A paddy field is a flooded parcel of arable land used for growing semiaquatic rice. Paddy cultivation should not be confused with cultivation of deep water rice, which is grown in flooded conditions with water more than 50 cm (20 in) deep for at least a month. Genetic evidence shows that all forms of paddy rice, both indica and japonica, spring from a domestication of the wild rice Oryza rufipogon that first occurred 8,200–13,500 years ago South of the Yangtze River in present-day China. However, the domesticated indica subspecies currently appears to be a product of the introgression of favorable alleles from japonica at a later date, so that there are possibly several events of cultivation and domestication. Paddy fields are the typical feature of rice farming in east, south and southeast Asia. Fields can be built into steep hillsides as terraces and adjacent to depressed or steeply sloped features such as rivers or marshes. They can require a great deal of labor and materials to create, and need large quantities of water for irrigation. Oxen and water buffalo, adapted for life in wetlands, are important working animals used extensively in paddy field farming.

During the 20th century, paddy-field farming became the dominant form of growing rice. Hill tribes of Thailand still cultivate dry-soil varieties called upland rice. Paddy field farming is practiced in Asia, namely in Cambodia, Bangladesh, China, Taiwan, India, Indonesia, Iran, Japan, North Korea, South Korea, Malaysia, Myanmar, Nepal, Pakistan, the Philippines, Sri Lanka, Thailand, Vietnam, and Laos, and in Europe, Northern Italy, the Camargue in France, and in Spain, particularly in the Albufera de València wetlands in the Valencian Land, the Ebre Delta in Catalonia and the Guadalquivir wetlands in Andalusia, as well as along the eastern coast of Brazil, the Artibonite Valley in Haiti, and Sacramento Valley in California, among other places.
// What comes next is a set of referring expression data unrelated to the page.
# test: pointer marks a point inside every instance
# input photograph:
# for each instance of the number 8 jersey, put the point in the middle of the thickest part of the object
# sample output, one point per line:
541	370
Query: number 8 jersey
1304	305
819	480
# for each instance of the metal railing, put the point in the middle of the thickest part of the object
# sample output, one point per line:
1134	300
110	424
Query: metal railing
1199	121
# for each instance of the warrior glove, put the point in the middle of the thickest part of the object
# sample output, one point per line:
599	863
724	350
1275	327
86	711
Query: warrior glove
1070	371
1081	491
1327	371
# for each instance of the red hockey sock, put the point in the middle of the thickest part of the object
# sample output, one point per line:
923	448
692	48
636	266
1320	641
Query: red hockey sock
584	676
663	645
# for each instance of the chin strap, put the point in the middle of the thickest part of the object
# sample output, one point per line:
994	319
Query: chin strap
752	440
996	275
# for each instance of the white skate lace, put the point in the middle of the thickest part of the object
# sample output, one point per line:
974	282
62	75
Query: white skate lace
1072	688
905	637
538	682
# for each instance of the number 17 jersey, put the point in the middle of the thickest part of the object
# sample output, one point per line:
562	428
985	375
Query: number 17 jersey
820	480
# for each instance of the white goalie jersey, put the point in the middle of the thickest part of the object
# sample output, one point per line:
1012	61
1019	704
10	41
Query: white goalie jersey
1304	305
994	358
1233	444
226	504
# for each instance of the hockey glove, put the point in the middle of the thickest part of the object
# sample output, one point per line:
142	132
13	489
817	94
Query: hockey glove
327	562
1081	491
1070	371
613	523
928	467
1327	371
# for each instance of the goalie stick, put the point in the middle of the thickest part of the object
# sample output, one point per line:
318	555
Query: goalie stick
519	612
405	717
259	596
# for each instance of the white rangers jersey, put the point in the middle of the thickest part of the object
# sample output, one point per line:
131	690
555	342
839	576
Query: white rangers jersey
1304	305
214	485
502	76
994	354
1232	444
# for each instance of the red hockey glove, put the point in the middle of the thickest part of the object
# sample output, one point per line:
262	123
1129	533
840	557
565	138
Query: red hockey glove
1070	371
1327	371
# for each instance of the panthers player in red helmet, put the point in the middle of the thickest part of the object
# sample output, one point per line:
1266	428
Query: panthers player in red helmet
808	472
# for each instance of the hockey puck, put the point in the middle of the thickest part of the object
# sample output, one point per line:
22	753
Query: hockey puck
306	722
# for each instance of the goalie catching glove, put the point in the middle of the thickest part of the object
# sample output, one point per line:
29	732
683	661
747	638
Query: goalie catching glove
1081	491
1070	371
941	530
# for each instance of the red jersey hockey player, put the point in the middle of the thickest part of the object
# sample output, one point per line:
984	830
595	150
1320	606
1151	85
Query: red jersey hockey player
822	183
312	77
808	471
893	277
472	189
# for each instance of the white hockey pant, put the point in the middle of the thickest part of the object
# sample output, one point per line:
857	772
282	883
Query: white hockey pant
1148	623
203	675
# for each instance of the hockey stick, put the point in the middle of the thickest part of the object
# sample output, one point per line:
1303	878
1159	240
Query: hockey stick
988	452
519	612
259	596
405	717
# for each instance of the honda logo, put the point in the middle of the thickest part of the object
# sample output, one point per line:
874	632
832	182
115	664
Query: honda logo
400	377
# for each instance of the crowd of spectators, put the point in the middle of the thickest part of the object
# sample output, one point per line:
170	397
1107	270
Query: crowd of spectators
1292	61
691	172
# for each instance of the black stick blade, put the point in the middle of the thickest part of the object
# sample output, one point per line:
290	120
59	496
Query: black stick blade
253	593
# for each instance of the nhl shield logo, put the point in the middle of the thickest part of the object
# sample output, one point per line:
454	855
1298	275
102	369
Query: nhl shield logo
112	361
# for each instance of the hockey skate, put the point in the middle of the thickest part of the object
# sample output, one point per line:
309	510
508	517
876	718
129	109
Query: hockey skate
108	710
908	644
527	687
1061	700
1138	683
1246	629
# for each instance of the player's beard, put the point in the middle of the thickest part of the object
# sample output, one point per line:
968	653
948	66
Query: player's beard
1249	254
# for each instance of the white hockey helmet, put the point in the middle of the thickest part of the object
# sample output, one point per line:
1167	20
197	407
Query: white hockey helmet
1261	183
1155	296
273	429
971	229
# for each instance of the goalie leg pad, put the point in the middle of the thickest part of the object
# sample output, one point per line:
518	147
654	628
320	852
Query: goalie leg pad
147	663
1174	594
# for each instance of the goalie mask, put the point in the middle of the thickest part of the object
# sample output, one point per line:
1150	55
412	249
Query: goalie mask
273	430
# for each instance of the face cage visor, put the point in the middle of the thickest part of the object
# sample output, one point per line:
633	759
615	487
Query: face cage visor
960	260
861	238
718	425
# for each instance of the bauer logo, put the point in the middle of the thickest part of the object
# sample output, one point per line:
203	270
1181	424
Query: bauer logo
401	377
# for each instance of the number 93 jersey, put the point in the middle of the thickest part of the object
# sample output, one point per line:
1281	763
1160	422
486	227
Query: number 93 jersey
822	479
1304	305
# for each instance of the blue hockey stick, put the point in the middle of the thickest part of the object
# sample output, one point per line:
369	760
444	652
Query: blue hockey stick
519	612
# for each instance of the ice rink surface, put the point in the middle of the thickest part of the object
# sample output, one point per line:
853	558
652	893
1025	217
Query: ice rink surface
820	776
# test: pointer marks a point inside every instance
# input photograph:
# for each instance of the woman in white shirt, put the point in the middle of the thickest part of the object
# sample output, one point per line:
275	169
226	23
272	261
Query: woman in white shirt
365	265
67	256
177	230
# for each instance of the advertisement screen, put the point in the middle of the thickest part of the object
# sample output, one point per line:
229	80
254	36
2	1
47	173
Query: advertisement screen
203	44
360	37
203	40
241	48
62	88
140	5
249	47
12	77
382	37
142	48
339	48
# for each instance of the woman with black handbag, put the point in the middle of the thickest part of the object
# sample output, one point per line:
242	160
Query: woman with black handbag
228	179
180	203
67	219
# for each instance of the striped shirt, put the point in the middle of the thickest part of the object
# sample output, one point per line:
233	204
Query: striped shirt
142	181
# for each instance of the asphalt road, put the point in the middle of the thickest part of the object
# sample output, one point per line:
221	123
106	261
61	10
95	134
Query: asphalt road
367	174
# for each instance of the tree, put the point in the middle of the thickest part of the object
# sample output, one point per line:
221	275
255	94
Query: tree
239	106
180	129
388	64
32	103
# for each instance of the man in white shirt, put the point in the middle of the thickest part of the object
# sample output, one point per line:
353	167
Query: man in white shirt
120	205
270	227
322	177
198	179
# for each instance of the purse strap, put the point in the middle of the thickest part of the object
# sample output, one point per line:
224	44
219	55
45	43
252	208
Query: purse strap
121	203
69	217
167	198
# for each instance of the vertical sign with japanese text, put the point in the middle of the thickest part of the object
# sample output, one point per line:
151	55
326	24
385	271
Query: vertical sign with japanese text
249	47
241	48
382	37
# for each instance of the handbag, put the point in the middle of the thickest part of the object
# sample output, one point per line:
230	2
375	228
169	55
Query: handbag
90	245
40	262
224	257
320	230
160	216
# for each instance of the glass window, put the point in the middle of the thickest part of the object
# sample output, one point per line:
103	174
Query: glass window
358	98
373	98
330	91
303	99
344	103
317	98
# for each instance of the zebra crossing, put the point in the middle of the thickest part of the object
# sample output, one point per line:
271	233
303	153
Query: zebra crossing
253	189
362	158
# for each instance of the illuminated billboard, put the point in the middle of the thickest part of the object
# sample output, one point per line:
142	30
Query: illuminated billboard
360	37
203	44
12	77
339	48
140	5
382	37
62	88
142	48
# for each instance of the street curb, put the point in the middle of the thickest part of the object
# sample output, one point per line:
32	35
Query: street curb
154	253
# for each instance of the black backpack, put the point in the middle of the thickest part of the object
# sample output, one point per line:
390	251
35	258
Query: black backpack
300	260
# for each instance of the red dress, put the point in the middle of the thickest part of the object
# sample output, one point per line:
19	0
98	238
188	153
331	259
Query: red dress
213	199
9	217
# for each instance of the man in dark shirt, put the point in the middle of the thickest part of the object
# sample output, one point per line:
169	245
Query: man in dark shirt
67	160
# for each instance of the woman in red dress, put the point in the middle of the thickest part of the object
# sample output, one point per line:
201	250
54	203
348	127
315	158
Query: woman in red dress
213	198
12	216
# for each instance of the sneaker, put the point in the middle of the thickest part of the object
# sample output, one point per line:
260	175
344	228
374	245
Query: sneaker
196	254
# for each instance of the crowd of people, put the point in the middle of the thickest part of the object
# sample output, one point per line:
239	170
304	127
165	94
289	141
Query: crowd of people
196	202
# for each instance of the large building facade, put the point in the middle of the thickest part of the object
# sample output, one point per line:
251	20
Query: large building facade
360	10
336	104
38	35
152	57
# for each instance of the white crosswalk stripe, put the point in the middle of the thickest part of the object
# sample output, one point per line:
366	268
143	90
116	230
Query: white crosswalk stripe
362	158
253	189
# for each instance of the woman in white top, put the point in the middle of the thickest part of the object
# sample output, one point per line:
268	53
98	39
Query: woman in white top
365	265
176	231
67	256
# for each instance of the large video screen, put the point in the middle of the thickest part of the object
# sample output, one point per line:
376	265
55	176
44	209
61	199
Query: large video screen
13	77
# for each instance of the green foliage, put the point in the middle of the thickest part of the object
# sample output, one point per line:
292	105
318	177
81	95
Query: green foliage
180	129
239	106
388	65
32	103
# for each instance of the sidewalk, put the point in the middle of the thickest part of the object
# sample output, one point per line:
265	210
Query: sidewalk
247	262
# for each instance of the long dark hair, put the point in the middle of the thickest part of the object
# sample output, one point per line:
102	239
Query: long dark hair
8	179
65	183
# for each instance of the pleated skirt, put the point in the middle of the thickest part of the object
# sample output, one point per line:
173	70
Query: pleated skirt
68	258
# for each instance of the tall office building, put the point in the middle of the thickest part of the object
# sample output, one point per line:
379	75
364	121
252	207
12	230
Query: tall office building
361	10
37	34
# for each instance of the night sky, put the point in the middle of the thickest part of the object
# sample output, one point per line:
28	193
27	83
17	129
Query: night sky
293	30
Paddy fields are a major source of atmospheric methane and have been estimated to contribute in the range of 50 to 100 million tonnes of the gas per annum. Studies have shown that this can be significantly reduced while also boosting crop yield by draining the paddies to allow the soil to aerate to interrupt methane production. Studies have also shown the variability in assessment of methane emission using local, regional and global factors and calling for better inventorisation based on micro level data.